Version of OpenAIs's new open source 20B model, optimized to run on Mac (MLX)

1 matznerd 1 8/6/2025, 9:40:41 PM huggingface.co ↗

Comments (1)

matznerd · 7h ago
These are 8bit versions On mac, use LM Studio to download it, just search "oss mlx", and note there is an mlx toggle box on search.

Link for the 120B version: https://huggingface.co/lmstudio-community/gpt-oss-120b-MLX-8...

Its taking 21 gb of memory on my 64 gb mbp, still tuning it and settling on context size, temp, and other settings.

My comment from yesterday:

"thanks openai for being open ;) Surprised there are no official MLX versions and only one mention of MLX in this thread. MLX basically converst the models to take advntage of mac unified memory for 2-5x increase in power, enabling macs to run what would otherwise take expensive gpus (within limits). So FYI to any one on mac, the easiest way to run these models right now is using LM Studio (https://lmstudio.ai/), its free. You just search for the model, usually 3rd party groups mlx-community or lmstudio-community have mlx versions within a day or 2 of releases. I go for the 8-bit quantizations (4-bit faster, but quality drops). You can also convert to mlx yourself...

Once you have it running on LM studio, you can chat there in their chat interface, or you can run it through api that defaults to http://127.0.0.1:1234

You can run multiple models that hot swap and load instantly and switch between them etc.
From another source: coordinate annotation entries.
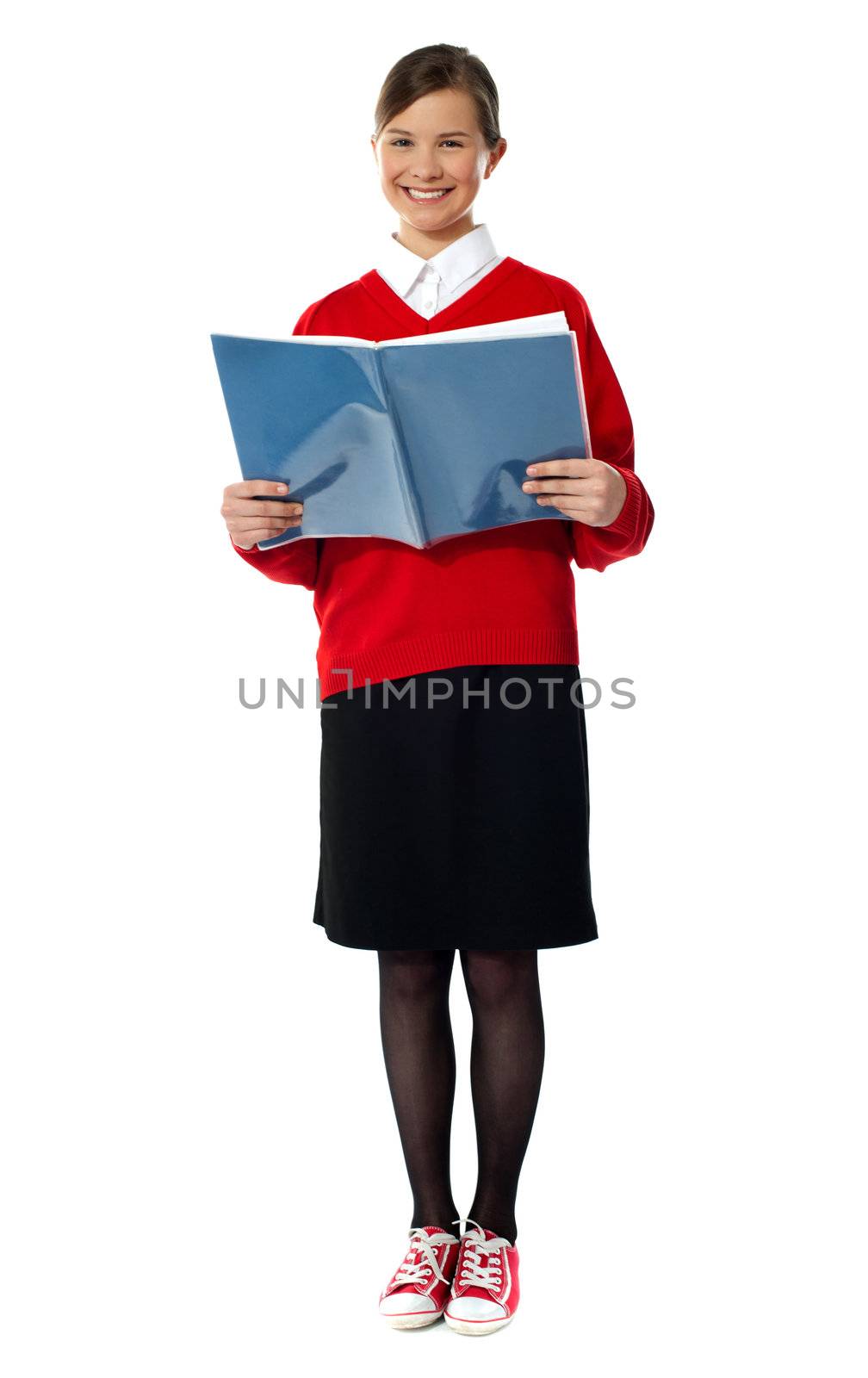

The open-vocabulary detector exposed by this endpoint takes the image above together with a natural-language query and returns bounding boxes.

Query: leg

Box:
[377,948,459,1229]
[462,949,546,1245]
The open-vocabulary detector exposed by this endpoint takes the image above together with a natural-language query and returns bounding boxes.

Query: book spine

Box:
[569,331,594,459]
[374,342,429,549]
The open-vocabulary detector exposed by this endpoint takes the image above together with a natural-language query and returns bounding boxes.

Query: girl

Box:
[222,43,653,1335]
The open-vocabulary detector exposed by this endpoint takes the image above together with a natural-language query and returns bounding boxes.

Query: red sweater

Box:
[234,258,654,698]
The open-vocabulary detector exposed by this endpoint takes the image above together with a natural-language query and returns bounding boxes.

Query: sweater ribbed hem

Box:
[317,627,579,698]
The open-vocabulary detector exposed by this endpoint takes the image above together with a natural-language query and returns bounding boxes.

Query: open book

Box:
[211,312,591,549]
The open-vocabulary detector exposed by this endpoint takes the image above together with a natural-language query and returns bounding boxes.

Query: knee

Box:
[377,949,455,1001]
[462,948,539,1004]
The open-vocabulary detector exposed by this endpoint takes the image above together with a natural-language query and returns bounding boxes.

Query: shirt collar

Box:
[376,225,499,296]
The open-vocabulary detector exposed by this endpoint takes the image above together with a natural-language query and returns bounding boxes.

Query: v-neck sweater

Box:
[232,257,654,698]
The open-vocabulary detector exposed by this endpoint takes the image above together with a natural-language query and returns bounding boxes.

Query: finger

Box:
[521,478,602,496]
[227,517,301,536]
[220,498,301,521]
[537,498,602,526]
[223,478,289,498]
[526,456,594,478]
[232,531,290,549]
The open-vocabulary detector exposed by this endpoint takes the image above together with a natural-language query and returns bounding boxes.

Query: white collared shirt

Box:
[376,225,505,320]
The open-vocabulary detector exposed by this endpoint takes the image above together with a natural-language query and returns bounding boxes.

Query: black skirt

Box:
[314,664,597,951]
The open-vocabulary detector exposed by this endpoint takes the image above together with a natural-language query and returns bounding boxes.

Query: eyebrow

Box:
[386,127,470,140]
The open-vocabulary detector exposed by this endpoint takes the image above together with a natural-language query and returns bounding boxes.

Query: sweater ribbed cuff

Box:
[594,460,642,544]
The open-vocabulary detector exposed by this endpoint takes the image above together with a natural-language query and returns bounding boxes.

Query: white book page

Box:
[379,312,569,346]
[214,312,569,349]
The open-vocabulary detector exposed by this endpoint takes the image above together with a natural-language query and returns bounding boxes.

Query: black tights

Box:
[377,949,546,1243]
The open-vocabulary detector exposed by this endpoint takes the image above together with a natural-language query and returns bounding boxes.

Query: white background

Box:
[0,0,866,1378]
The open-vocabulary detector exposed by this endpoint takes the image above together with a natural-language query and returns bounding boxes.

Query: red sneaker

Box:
[381,1225,459,1330]
[443,1220,518,1335]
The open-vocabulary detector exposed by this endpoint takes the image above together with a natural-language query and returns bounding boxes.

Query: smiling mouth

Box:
[401,186,455,204]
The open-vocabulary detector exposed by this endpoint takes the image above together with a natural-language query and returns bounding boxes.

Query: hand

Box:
[220,478,303,549]
[521,459,627,526]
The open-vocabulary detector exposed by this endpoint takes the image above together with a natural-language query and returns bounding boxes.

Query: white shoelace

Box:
[394,1229,457,1287]
[452,1220,512,1291]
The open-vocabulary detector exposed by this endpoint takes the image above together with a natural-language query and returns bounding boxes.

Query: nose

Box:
[409,158,441,182]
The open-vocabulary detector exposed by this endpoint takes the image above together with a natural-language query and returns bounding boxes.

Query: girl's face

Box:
[370,90,505,246]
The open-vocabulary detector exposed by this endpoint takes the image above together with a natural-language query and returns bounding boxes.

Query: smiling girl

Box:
[222,44,654,1334]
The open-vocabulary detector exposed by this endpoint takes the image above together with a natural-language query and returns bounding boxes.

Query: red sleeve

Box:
[230,301,322,588]
[562,282,654,570]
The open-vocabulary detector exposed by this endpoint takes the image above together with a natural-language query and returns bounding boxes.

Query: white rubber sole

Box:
[381,1311,443,1330]
[443,1312,512,1335]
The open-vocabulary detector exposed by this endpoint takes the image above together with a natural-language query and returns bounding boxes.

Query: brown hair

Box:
[374,43,501,149]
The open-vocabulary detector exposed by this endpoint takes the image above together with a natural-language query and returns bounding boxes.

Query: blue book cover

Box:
[211,312,591,549]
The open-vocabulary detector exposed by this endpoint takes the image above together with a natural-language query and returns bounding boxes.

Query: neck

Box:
[398,211,477,259]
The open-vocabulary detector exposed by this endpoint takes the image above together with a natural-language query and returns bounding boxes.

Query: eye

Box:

Its surpassingly easy, and fun.There are actually a lot of cool niche models comings out, like this tiny high-quality search model released today as well (and who released official mlx version) https://huggingface.co/Intelligent-Internet/II-Search-4B

Other fun ones are gemma 3n which is model multi-modal, larger one that is actually solid model but takes more memory is the new Qwen3 30b A3B (coder and instruct), Pixtral (mixtral vision with full resolution images), etc. Look forward to playing with this model and see how it compares."